Well, that was fun.
I had an early morning physical. I totally forgot about it until they called last night to confirm, but a little deadline skooshing here and there and, hey, no problem.
I had a 9:15 appointment, which means for a change, when I got to the doctor's office, the parking lot was nearly empty. Usually, you have to monkey around for a spot. The fact my column today is about parking makes the coming tale even more fun.
This is a small doctor's office. She has about four spots right outside her office - it's a one level building. The rest of the building is the usual medical-type offices. There was a car in the third spot when I pulled in, but the rest were empty. That car was a medical kind of car - the little zip around ones that bring reports or pick up samples or something. I dunno. I'm making this up as I go. It was logo-d with medical type things. I parked to the left of this car, which meant the spot to my left was open.
So far, so good.
And then I came out. There was a square of paper tucked under my windshield wiper. Odd. I pulled it out, and found this note:
I sat for a moment, and considered my detective skills. A quick recap to anyone who might feel lost: I'd parked to the left of a small car. Nobody else around. Okay, carrying on. There were now cars on either side of me. We were all parked perfectly fine. Hmmm. I hadn't noticed anyone in the doctor's office who struck me as the type who would throw around the word 'douchebag' with any sort of frequency. I admit, you never know, but still. I wonder if Nancy Drew ever had this happen to her.
I think this is a guy. Not sure why, but the female in me knows we mostly just get mad and get going because we're busy. We don't bother writing notes. And we don't want to lean across cars and risk getting dirt and birdcrap on our clothes. My car is covered in birdcrap; it sits under a huge maple tree, and this time of year, it's pretty gross.
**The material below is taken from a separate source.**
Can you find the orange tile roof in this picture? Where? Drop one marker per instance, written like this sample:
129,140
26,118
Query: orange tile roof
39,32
I looked at the style of writing. That mix of writing and printing has a European thing about it. German/Hungarian/Polish. I recognize it from birthday and Christmas cards over the years from that part of my family with those roots. Black ballpoint pen; the cheapest kind. Piece of scrap paper just big enough for the note - my Dad would do that. Wouldn't waste anything. If I were to leave a note calling someone a douchebag, I would use a black finetip Sharpie and a whole piece of paper. I'm extravagant that way. It would also be illegible because I type everything and my writing has gone to hell. So, I'm guessing this person still writes a lot.
I've settled on an older, possibly Slavic, dude. With a temper. Why older? Younger would be more elaborate, and call me a douchenozzle or something like that. Kids today like to make it their own, to quote Randy on American Idol. The thing is, to call a stranger a douchebag is pretty harsh. Except. EXCEPT: THIS IS HOW MY CAR WAS WHEN I CAME OUT:
I do not know what transpired in that parking lot while my doctor was spelunking in my nether regions. I admit, I wasn't giving it much thought; I had other things on my mind. But you know, to get ragey enough to bother writing a note like that takes some level of anger that just can't be good for a person. I mean, you're already at the doctor's. You think maybe when she asks you 'any changes in your health, changed any prescriptions, doing any street drugs, how much do you drink' and you say 'no', you might want to add, "however, I do get indescribably crazy nutzoid when someone parks beside me so I leave them fairly filthy notes to call attention to their unacceptable behavior."
The doctor might say to you, "well, Crazy Nutzoid, how can you be sure the person you're blaming is actually the culprit?" But Crazy Nutzoid won't pause to consider that, because I have a feeling this person is ALWAYS right and if their family is reading this, they're nodding and groaning. You know who this is. Or someone just like him.
And for the record? That's Ms. Douchebag to you.